问题
Sorry if this question is too easy or has been asked before, I'm new to programming, I have an ArrayList called ar declared as ArrayList ar = new ArrayList();
And I have the following code:
String delnr = "";
delnr = cin.nextLine();
if(ar.contains(delnr))
{
for (int i = 0; i < ar.size(); i++)
{
if(ar.get(i).equals(delnr))
{
ar.remove(i);
//Here I want to remove i+1 i+2 and i+3 as well.
}
}
}
Any logical attempt I try will give me the IndexOutOfBounds error.
My ArrayList is of type [dd1, x, y, z, dd2, x, y, z, dd3, x, y, z, ...]
delnr can only be a dd1 or dd2, etc..
So basically if my delnr is dd2 I want to remove dd2 and the x, y and z that come after, my new list should look like:
[dd1, x, y, z, dd3, x, y, z, ...]
回答1:
You can't use removeRange. Just do it like this. This works because the subList is an immutable view of the original list. So changing the subList changes the original list.

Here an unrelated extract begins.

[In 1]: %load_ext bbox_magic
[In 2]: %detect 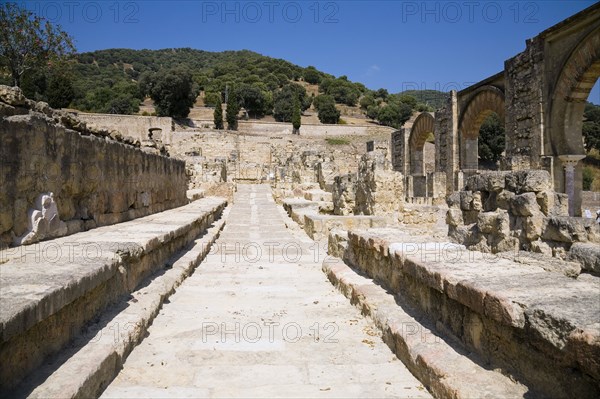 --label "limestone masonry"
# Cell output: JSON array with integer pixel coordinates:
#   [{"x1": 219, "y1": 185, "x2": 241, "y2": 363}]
[{"x1": 0, "y1": 4, "x2": 600, "y2": 399}]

List<Integer> list = new ArrayList<>(List.of(1,2,3,10,20,30,40,4,5,6,7));
System.out.println(list);
list.removeAll(list.subList(3,7));
System.out.println(list);
Prints
[1, 2, 3, 10, 20, 30, 40, 4, 5, 6, 7]
[1, 2, 3, 4, 5, 6, 7]
In your case it would be something like
List<Integer> list =
new ArrayList<>(List.of(1, 2, 3, 10, 20, 30, 40, 4, 5, 6, 7));
for (int i = 0; i < list.size(); i++) {
if (list.get(i) == 10) {
list.removeAll(list.subList(i, i + 4));
}
}
System.out.println(list);
回答2:
The most important thing to understand when you remove element using an index is that the List shrinks each time i.e. you just need to call remove again to delete the next element because the next element has taken the place of the last removed element.

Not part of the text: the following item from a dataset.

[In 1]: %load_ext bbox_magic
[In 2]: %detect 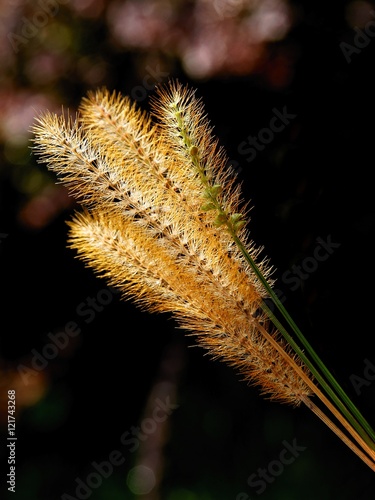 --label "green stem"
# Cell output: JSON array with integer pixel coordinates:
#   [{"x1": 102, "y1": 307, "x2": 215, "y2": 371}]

import java.util.ArrayList;
import java.util.Arrays;
import java.util.List;
public class Main {
public static void main(String[] args) {
List<String> list = new ArrayList<String>(Arrays.asList("c", "b", "a", "d", "e", "j", "k"));
System.out.println("Original list: ");
System.out.println(list);
// Let's say we are searching `a`
int index = list.indexOf("a");
if (index != -1 && ((index + 3) < list.size())) {
// Remove element at index, index + 1, index + 2 and index +3
list.remove(index);
list.remove(index);
list.remove(index);
list.remove(index);
}
System.out.println("Updated list: ");
System.out.println(list);
}
}
Output:
Original list:
[c, b, a, d, e, j, k]
Updated list:
[c, b, k]
You can simplify the code given above by putting the repeated code inside a loop as follows:
import java.util.ArrayList;
import java.util.Arrays;
import java.util.List;
public class Main {
public static void main(String[] args) {
List<String> list = new ArrayList<String>(Arrays.asList("c", "b", "a", "d", "e", "j", "k"));
System.out.println("Original list: ");
System.out.println(list);
// Let's say we are searching `a`
int index = list.indexOf("a");
if (index != -1 && ((index + 3) < list.size())) {
// Remove element at index, index + 1, index + 2 and index +3
for (int i = 1; i <= 4; i++) {
list.remove(index);
}
}
System.out.println("Updated list: ");
System.out.println(list);
}
}
Output:
Original list:
[c, b, a, d, e, j, k]
Updated list:
[c, b, k]
Notes:
- When the element is not found List::indexOf returns
-1. - It's also important to check
(index + 3) < list.size()to avoidIndexOutOfBoundsException. For example, let's sayawas found at index2and there was only one element after that i.e. the list had only4elements in all. In that case, trying to access (get or remove) an element from index4or5would throwIndexOutOfBoundsException.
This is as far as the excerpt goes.